5. Мы уже доказали, что не дозволено прямо добиваться собственной смерти, ни смерти другого невинного человека. Если кто-либо утверждает, что его антагонист не является невинным, даже в политическом смысле (c. ii., s. i., n. 2, p. 203), мы должны здесь предположить против него, что мы впоследствии докажем, что виновные не должны быть прямо преданы смерти, кроме как государственной властью. Но то, что мы не можем прямо осуществить, мы не можем прямо подвергать риску возникновения. Как я не могу броситься со скалы, так и я не могу идти вдоль края именно ради шанса падения. Я часто могу идти там с шансом падения, но не из-за этого шанса. Скажут, что английская любовь к охоте на лис и альпинизму во многом объясняется элементом опасности, присутствующим в этих развлечениях.
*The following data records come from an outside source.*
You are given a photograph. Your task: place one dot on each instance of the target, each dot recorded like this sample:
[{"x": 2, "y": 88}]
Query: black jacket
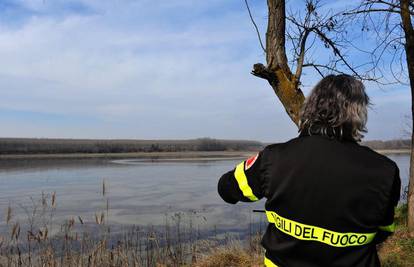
[{"x": 328, "y": 201}]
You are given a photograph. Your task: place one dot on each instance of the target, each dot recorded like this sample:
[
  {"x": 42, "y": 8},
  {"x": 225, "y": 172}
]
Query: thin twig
[{"x": 255, "y": 26}]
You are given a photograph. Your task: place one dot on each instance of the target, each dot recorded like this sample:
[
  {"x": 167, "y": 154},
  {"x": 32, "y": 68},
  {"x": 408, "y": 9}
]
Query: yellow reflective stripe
[
  {"x": 269, "y": 263},
  {"x": 313, "y": 233},
  {"x": 388, "y": 228},
  {"x": 242, "y": 182}
]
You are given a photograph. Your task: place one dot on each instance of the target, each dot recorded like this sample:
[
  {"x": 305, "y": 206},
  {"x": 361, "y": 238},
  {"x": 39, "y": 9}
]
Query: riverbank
[{"x": 182, "y": 155}]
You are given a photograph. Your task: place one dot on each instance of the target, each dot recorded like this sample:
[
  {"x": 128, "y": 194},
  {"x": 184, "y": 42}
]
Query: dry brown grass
[{"x": 231, "y": 255}]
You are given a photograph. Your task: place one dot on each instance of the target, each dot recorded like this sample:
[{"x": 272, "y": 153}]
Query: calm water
[{"x": 138, "y": 192}]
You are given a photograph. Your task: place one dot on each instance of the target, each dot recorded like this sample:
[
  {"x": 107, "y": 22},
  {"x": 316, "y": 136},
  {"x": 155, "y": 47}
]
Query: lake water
[{"x": 139, "y": 192}]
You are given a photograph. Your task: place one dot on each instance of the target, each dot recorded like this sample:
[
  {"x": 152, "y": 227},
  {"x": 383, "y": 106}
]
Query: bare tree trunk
[
  {"x": 409, "y": 50},
  {"x": 277, "y": 71}
]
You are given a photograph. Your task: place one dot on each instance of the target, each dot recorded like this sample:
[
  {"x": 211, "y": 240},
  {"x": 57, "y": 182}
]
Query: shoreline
[{"x": 182, "y": 156}]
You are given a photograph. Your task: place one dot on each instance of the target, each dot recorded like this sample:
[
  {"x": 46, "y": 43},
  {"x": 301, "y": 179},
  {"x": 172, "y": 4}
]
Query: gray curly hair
[{"x": 336, "y": 106}]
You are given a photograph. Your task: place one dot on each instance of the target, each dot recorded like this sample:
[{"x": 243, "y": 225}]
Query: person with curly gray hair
[
  {"x": 337, "y": 104},
  {"x": 329, "y": 199}
]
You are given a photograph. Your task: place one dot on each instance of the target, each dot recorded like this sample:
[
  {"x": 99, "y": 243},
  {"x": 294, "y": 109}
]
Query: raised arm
[
  {"x": 387, "y": 227},
  {"x": 244, "y": 182}
]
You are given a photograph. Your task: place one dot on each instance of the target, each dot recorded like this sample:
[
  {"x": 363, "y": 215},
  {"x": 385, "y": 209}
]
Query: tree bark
[
  {"x": 409, "y": 51},
  {"x": 277, "y": 72}
]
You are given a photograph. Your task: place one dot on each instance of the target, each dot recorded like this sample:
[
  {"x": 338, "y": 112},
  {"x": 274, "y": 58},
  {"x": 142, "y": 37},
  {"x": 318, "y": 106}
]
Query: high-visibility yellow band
[
  {"x": 242, "y": 182},
  {"x": 269, "y": 263},
  {"x": 314, "y": 233},
  {"x": 388, "y": 228}
]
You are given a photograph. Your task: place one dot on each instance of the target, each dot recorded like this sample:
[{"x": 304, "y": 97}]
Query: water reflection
[{"x": 139, "y": 192}]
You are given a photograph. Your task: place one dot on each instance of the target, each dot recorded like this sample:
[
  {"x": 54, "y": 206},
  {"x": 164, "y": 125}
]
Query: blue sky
[{"x": 150, "y": 69}]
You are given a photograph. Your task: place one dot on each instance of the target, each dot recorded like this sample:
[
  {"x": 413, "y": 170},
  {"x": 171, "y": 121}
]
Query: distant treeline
[
  {"x": 63, "y": 146},
  {"x": 390, "y": 144},
  {"x": 57, "y": 146}
]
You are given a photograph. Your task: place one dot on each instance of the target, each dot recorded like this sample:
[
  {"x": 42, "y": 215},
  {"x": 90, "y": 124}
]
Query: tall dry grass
[{"x": 40, "y": 241}]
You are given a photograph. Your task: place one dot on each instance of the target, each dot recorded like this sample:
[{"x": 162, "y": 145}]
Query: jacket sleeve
[
  {"x": 387, "y": 227},
  {"x": 244, "y": 182}
]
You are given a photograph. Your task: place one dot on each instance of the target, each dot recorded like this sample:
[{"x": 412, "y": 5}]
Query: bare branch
[
  {"x": 255, "y": 26},
  {"x": 301, "y": 54}
]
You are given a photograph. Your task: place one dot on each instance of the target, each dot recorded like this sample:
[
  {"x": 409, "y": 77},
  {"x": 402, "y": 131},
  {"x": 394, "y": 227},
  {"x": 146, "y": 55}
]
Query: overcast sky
[{"x": 149, "y": 69}]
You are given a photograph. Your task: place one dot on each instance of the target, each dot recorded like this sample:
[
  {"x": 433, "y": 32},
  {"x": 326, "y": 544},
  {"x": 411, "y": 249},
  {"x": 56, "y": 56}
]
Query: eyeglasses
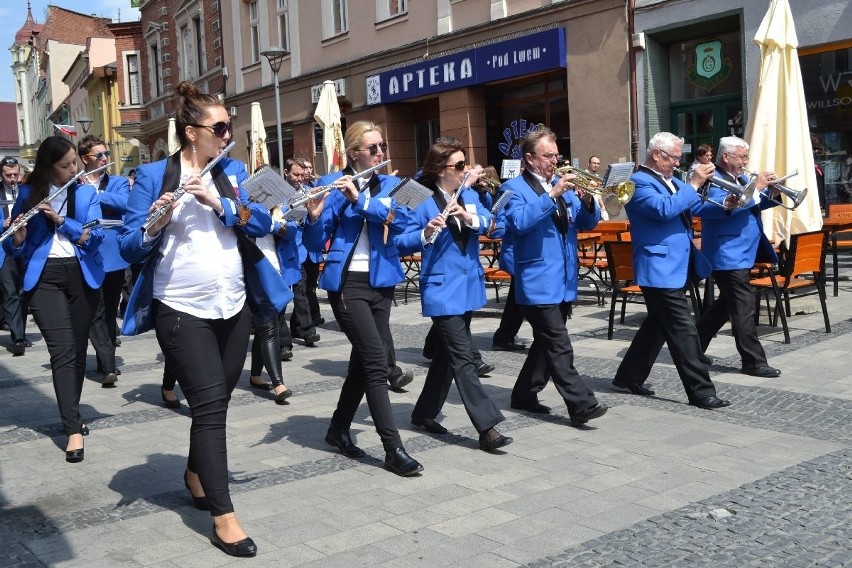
[
  {"x": 373, "y": 149},
  {"x": 672, "y": 158},
  {"x": 219, "y": 129}
]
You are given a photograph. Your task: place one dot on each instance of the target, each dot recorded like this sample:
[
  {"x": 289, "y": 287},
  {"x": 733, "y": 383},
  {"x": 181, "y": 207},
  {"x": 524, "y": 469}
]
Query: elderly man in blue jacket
[
  {"x": 664, "y": 258},
  {"x": 544, "y": 215}
]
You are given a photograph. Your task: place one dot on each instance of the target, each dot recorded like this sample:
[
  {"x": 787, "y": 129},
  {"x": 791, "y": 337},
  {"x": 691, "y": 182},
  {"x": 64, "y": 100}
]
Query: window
[
  {"x": 283, "y": 28},
  {"x": 134, "y": 85},
  {"x": 254, "y": 38}
]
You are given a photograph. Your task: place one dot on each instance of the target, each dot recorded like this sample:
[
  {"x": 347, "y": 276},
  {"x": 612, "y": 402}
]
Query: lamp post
[
  {"x": 275, "y": 56},
  {"x": 85, "y": 123}
]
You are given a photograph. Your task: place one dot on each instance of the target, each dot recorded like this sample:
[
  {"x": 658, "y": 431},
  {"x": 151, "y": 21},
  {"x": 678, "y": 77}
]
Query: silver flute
[
  {"x": 161, "y": 211},
  {"x": 21, "y": 221},
  {"x": 320, "y": 191},
  {"x": 446, "y": 212}
]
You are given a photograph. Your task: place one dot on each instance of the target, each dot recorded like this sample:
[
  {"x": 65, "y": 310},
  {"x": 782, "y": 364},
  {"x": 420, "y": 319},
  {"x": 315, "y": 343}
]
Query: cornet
[{"x": 614, "y": 197}]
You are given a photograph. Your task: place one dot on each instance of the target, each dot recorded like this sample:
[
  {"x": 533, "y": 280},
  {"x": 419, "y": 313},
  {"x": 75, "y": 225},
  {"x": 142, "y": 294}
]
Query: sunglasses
[
  {"x": 219, "y": 129},
  {"x": 373, "y": 149}
]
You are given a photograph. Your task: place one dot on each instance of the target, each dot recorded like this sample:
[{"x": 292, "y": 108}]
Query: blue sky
[{"x": 13, "y": 14}]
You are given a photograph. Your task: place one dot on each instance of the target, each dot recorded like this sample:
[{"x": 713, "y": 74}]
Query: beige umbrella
[
  {"x": 171, "y": 137},
  {"x": 777, "y": 130},
  {"x": 327, "y": 115},
  {"x": 259, "y": 155}
]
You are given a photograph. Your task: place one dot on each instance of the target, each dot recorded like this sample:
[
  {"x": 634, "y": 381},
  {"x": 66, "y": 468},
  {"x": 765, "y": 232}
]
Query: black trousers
[
  {"x": 511, "y": 320},
  {"x": 551, "y": 355},
  {"x": 208, "y": 356},
  {"x": 454, "y": 360},
  {"x": 266, "y": 350},
  {"x": 735, "y": 303},
  {"x": 669, "y": 321},
  {"x": 363, "y": 314},
  {"x": 63, "y": 306},
  {"x": 14, "y": 305}
]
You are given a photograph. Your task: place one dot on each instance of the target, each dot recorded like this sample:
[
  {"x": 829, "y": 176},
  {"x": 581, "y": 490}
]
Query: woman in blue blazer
[
  {"x": 361, "y": 270},
  {"x": 201, "y": 275},
  {"x": 452, "y": 285},
  {"x": 63, "y": 271}
]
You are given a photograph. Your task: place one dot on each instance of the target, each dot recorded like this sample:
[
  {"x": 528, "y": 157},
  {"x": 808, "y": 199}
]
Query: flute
[
  {"x": 21, "y": 221},
  {"x": 160, "y": 212},
  {"x": 445, "y": 213},
  {"x": 319, "y": 192}
]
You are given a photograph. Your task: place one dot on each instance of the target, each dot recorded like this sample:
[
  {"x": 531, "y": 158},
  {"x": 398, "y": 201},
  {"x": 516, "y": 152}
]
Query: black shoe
[
  {"x": 430, "y": 425},
  {"x": 710, "y": 403},
  {"x": 342, "y": 440},
  {"x": 399, "y": 462},
  {"x": 245, "y": 547},
  {"x": 590, "y": 413},
  {"x": 510, "y": 346},
  {"x": 281, "y": 398},
  {"x": 484, "y": 369},
  {"x": 169, "y": 403},
  {"x": 761, "y": 371},
  {"x": 199, "y": 502},
  {"x": 491, "y": 440},
  {"x": 260, "y": 386},
  {"x": 533, "y": 406},
  {"x": 634, "y": 388},
  {"x": 397, "y": 381}
]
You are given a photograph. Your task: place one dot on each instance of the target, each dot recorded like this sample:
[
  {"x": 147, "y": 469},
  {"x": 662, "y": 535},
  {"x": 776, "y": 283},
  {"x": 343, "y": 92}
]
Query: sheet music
[
  {"x": 268, "y": 188},
  {"x": 410, "y": 193},
  {"x": 618, "y": 173}
]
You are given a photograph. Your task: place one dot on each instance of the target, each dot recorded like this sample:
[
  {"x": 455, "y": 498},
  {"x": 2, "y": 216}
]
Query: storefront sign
[{"x": 516, "y": 57}]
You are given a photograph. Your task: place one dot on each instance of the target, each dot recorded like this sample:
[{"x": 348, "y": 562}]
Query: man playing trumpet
[{"x": 732, "y": 239}]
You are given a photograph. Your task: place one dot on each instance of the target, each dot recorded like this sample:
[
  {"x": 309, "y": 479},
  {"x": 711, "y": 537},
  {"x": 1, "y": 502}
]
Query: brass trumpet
[{"x": 614, "y": 197}]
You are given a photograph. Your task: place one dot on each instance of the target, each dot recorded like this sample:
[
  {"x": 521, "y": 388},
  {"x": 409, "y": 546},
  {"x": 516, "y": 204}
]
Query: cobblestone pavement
[{"x": 766, "y": 482}]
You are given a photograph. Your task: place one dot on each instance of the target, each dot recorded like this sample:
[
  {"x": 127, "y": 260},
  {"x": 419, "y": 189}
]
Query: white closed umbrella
[
  {"x": 259, "y": 154},
  {"x": 327, "y": 114},
  {"x": 171, "y": 135},
  {"x": 778, "y": 132}
]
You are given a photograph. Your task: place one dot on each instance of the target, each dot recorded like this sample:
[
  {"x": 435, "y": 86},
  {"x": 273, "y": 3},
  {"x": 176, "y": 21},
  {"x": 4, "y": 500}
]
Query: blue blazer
[
  {"x": 451, "y": 277},
  {"x": 113, "y": 194},
  {"x": 36, "y": 245},
  {"x": 661, "y": 231},
  {"x": 341, "y": 221},
  {"x": 265, "y": 290},
  {"x": 734, "y": 239},
  {"x": 545, "y": 259}
]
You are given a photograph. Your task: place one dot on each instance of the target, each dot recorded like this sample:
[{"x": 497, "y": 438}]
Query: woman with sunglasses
[
  {"x": 361, "y": 270},
  {"x": 63, "y": 271},
  {"x": 196, "y": 287},
  {"x": 452, "y": 285}
]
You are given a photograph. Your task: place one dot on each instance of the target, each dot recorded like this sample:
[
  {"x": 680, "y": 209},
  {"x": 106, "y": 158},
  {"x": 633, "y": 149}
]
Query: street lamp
[
  {"x": 85, "y": 123},
  {"x": 275, "y": 56}
]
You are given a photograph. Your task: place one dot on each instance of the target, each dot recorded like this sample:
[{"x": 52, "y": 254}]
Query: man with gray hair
[
  {"x": 732, "y": 239},
  {"x": 664, "y": 259}
]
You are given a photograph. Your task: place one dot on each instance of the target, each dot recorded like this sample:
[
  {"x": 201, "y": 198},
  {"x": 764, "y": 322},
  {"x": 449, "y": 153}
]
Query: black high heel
[{"x": 199, "y": 502}]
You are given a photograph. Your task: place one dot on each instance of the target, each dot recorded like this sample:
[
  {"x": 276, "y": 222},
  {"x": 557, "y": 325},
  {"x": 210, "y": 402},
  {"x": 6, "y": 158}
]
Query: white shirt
[{"x": 199, "y": 270}]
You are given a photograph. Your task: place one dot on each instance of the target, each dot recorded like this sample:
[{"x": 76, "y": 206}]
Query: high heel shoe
[
  {"x": 199, "y": 502},
  {"x": 169, "y": 403}
]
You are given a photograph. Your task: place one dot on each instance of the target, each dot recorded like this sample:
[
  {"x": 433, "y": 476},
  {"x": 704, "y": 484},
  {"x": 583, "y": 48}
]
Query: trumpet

Но не опасность в чистом виде выбирается для развлечения: это перспектива преодоления опасности с помощью мастерства. То же самое можно сказать о Блондене на канате: именно его мастерство, а не просто риск, вызывало восхищение. Есть некоторые риски, которые никакое мастерство не может предотвратить, как риски альпийских лавин. Мы можем выйти на горный склон, где случаются лавины, но мы не должны слоняться там из-за лавин, делая развлечение или браваду из шанса быть убитым. Это означало бы желать риска смерти прямо, как он желаем на дуэли.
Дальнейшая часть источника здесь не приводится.